平均時給は前月比0.4%増と、前月(0.3%増)から伸びが加速。市場予想は0.3%増だった。前年同月比では4.7%増加した。

今回の雇用統計は、速いペースでの利上げや景気見通し悪化にもかかわらず労働者に対する需要が引き続き強いことを示唆している。レイオフは増えつつあるものの歴史的に見ればなお低水準で、極めて高水準の求人件数を背景とした人材獲得競争が賃金を押し上げている。

こうした状況は、経済のエンジンである個人消費を支える上でプラスに働く一方、インフレ沈静化を目指す金融当局の取り組みを一層困難にさせ、この先何カ月にもわたり断固とした引き締めを継続することが示唆される。

米金融当局者らは、インフレ目標達成のためには労働市場での需給バランスを改善させる必要があると繰り返し強調している。米連邦公開市場委員会(FOMC)は2日、政策金利の0.75ポイント引き上げを決定。米連邦準備制度理事会(FRB)のパウエル議長は記者会見で、労働市場の状況について、「明白な」形ではまだ軟化していないと述べた。

ただ雇用の増加ペースは鈍化しつつある。10月の雇用者数の増加幅は市場予想を上回ったものの、伸びは前月比減少となった2020年12月以降で最小だった。今後を見通すと、1980年代以降で最も積極的な金融当局の引き締め策が雇用に重しとなりそうだ。
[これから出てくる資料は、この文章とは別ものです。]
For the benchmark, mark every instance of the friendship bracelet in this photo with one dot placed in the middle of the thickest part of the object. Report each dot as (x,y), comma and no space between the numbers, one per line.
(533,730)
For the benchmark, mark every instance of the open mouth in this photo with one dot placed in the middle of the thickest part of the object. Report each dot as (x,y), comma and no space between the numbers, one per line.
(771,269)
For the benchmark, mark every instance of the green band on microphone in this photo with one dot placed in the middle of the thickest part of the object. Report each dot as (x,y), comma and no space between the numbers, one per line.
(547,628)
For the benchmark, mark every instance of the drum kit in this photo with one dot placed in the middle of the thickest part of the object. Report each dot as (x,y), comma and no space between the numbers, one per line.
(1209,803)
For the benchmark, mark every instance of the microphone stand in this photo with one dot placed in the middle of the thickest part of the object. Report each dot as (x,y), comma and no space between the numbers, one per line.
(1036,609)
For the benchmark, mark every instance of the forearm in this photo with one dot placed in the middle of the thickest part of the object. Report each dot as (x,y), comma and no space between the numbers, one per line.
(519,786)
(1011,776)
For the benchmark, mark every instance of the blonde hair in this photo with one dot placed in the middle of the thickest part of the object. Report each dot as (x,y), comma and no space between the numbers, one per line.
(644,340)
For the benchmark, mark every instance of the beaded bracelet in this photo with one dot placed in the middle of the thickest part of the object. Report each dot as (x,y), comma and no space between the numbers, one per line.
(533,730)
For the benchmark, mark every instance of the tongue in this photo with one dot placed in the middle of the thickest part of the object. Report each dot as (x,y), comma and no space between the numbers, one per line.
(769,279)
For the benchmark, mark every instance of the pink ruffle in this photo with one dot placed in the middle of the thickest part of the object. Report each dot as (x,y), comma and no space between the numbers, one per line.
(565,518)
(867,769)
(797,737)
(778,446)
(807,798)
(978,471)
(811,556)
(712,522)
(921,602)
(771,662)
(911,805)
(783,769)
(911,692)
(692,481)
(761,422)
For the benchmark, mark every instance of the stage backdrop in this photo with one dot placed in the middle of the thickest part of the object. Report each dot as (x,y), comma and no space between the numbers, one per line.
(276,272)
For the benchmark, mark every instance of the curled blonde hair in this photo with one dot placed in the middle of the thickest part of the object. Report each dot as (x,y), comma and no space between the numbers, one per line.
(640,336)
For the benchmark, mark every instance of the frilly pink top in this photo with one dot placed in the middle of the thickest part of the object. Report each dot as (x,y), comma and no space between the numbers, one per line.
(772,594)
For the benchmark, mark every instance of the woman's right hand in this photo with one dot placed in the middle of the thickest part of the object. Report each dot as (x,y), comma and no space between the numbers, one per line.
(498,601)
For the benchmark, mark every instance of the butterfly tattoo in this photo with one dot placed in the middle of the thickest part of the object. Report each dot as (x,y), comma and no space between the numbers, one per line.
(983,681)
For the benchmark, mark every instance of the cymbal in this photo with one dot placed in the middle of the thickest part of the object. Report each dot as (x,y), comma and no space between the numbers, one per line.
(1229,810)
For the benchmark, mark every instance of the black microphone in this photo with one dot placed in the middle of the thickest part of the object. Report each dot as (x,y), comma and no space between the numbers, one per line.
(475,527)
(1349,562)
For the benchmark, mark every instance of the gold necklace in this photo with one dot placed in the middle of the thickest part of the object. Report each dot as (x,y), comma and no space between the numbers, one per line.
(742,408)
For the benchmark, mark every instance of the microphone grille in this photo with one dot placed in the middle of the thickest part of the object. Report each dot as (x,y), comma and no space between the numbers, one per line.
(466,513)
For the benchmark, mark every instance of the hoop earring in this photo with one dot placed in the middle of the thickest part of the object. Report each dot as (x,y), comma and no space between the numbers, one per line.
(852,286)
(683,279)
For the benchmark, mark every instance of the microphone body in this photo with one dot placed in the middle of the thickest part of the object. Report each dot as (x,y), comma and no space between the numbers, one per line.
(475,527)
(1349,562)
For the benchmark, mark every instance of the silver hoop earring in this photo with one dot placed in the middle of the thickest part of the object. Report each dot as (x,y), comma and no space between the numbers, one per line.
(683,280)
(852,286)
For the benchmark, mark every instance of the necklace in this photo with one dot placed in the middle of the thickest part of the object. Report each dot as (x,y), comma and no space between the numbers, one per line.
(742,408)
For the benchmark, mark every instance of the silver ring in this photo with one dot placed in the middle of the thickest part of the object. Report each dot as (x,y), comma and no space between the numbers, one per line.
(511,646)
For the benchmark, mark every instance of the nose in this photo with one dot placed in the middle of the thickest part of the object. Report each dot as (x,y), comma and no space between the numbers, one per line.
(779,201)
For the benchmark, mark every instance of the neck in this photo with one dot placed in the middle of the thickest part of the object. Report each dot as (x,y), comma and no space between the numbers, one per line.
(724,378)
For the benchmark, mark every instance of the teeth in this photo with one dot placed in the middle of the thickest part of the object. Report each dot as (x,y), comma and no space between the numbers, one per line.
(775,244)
パウエル議長は労働市場への悪影響について、明白な失業増加ではなく、主に求人件数の減少という形で表れることへの期待を表明している。

ブラックロックのシニアポートフォリオマネジャー、ジェフリー・ローゼンバーグ氏は、ブルームバーグテレビジョンのインタビューで「金融当局が年内の引き締めに関して起きてほしいと考えている状況のわずか一部をわれわれは目にしつつあるが、しばらく時間がかかるだろう」と述べた。

ブルームバーグ・エコノミクスのアナ・ウォン、アンドルー・ハスビー、イライザ・ウィンガーの3氏はリポートで、「10月の雇用統計は労働市場についてまちまちなシグナルを送っている。雇用の伸びは力強かった一方で、失業率が大きく上昇したためだ。データのノイズを整理した上でのわれわれの結論は、労働市場はなお非常にタイトで、失業率が中立水準付近になるにはまだ大きな調整が必要ということだ」と指摘した。

10月の労働参加率は62.2%と、前月(62.3%)から若干低下。25-54歳の年齢層では、労働参加率は3カ月ぶり低水準に下げた。